Les États-Unis « s’inquiètent » de la transition au Guatemala après l’annulation de la fête Semilla

Le gouvernement américain a admis mardi qu’il était « profondément préoccupé » par les récents événements survenus au Guatemala suite à l’annulation du parti vainqueur, Semilla, alors que l’incertitude grandit quant à l’avenir et à la transition politique du pays.
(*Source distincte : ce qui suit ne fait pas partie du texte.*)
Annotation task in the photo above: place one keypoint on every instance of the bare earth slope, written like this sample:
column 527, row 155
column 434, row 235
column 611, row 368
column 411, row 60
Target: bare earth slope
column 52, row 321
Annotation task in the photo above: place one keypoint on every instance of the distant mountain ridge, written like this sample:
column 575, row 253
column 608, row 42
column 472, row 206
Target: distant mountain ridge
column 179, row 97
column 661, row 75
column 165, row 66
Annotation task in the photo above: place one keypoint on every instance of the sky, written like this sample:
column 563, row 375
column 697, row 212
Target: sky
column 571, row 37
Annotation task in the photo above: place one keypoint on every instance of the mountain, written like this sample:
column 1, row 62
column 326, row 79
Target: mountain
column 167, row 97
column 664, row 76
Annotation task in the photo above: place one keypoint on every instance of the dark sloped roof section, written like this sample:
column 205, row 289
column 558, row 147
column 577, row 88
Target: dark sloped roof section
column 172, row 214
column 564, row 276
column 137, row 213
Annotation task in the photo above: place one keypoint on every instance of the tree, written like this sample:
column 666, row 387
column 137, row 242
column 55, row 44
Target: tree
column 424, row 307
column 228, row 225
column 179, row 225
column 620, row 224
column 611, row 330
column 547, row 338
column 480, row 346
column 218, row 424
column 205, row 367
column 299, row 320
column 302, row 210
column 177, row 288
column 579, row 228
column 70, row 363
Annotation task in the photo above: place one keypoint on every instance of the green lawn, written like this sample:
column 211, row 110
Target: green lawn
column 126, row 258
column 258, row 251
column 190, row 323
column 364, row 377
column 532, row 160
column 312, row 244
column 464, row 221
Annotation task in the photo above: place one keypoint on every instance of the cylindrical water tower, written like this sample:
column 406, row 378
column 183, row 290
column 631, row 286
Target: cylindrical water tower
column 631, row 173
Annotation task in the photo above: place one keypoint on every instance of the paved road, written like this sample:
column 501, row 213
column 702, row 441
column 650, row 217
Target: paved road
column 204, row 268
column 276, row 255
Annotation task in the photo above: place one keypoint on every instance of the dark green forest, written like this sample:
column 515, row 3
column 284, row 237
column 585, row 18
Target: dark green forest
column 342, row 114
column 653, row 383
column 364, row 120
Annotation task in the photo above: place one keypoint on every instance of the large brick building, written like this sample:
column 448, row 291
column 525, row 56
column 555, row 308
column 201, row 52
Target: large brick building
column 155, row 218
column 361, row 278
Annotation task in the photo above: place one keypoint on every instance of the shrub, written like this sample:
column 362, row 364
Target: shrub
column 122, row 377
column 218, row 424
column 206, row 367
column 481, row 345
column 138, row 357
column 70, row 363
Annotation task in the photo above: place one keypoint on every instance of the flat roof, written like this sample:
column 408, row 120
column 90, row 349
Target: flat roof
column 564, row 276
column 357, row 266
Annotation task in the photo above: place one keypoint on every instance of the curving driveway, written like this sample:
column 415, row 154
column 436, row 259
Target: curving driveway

Le Tribunal Électoral Suprême (TSE) du Guatemala dirigé par Bernardo Arévalo lors des élections présidentielles de ce pays d’Amérique centrale et quelques minutes plus tard, un autre département du même tribunal, le Registre des Citoyens, a annulé le statut juridique du parti Arévalo, Semilla.

« Les États-Unis restent profondément préoccupés par les actions continues de ceux qui cherchent à saper la démocratie guatémaltèque. Ces efforts sapent la volonté claire du peuple guatémaltèque », a déclaré mardi la porte-parole de la Maison Blanche, Karine Jean-Pierre, félicitant « le président nouvellement élu ».

Au milieu d’un cadre juridique complexe, l’annulation du parti vainqueur a fait naître des doutes sur l’avenir de la présidence du pays. Le parquet guatémaltèque enquête sur Semilla pour utilisation présumée de fausses signatures pour enregistrer le parti il ​​y a quatre ans.

Pour le politologue Hugo Maúl, les scénarios à venir sont que le parti soit totalement suspendu et donc les députés ne soient plus issus du mouvement Seed, mais indépendants, ou que la suspension soit ratifiée et donc tous les postes élus nuls et nul, y compris celui du président.

« Nous sommes encore très tôt dans le processus juridique, et il est de plus en plus difficile de trouver une issue, mais il peut s’agir d’une sorte d’annulation où ceux qui ont été élus ne perdent pas leurs fonctions et se présentent au Congrès en tant que députés élus indépendants », c’est-à-dire qu’ils n’intégreraient plus de banc », a-t-il expliqué au

D’un autre côté, « s’ils nient l’existence du parti en raison d’un défaut d’origine, nous nous trouvons face à un panorama complètement incertain car alors on pourrait décider que les accusations soumises au vote populaire n’ont pas de légitimité », a déclaré Maúl.

Arévalo a déclaré qu’il ferait appel de la décision, arguant que, selon le TSE, le processus électoral n’est pas terminé.

« Nous présenterons le recours en annulation correspondant, car comme l’a confirmé le président du TSE, le processus électoral se termine officiellement le 31 octobre et pas avant, comme l’indique par erreur la résolution du juge », a déclaré Arévalo lors d’une conférence de presse lundi.

Quelques minutes après que le TSE a annoncé sa victoire et l’annulation de son parti, le président élu a déclaré que le 14 janvier, rien ne pouvait « nous empêcher de prendre légalement le pouvoir ».

Arévalo a obtenu 60,9% des voix contre sa rivale, Sandra Torres.

Recherche sur les semences

Luego de que el TSE oficializara los resultados de la primera vuelta electoral del 25 de junio, la Fiscalía Especial contra la Impunidad en Guatemala (FECI) anunció la cancelación de la personería jurídica del partido Semilla por supuestamente haber usado firmas falsas para registrar el partido hace quatre ans.

Ce fait a suscité des protestations à l’intérieur et à l’extérieur du pays.

Une injonction du Tribunal Constitutionnel (CC) a empêché l’annulation du match et Arévalo et Herrera ont pu affronter au deuxième tour Sandra Torres, candidate du parti traditionnel Unité Nationale de l’Espoir (UNE).

La résolution du CC a été soutenue par la loi électorale et sur les partis politiques du Guatemala, qui stipule à l’article 92 qu’« un parti ne peut être suspendu après le déclenchement d’une élection et jusqu’à ce qu’elle ait eu lieu ».

L’amparo était donc provisoire jusqu’à la conclusion des élections.

Après le second tour, où Semilla a gagné, la FECI a repris l’annulation et a rappelé le 25 août au Congrès guatémaltèque la suspension du parti. Semilla a remporté 23 des 160 sièges lors des dernières élections.

Le gouvernement d’Alejandro Giammattei, qui a félicité Arévalo le jour des élections, a déclaré que son gouvernement « passera de toute façon le pouvoir le 14 janvier ».

« S’il y avait le moindre danger, nous remettrions le pouvoir au Congrès et nous retirerions de nos fonctions en attendant que le Congrès prête serment au prochain président », a déclaré Giammattei aux médias locaux.

L’analyste Maúl a déclaré que même s’il considère cela comme improbable, il n’exclut pas « que le Congrès choisisse un remplaçant au cas où il annulerait le parti et invaliderait les positions élues par le vote populaire », a-t-il déclaré.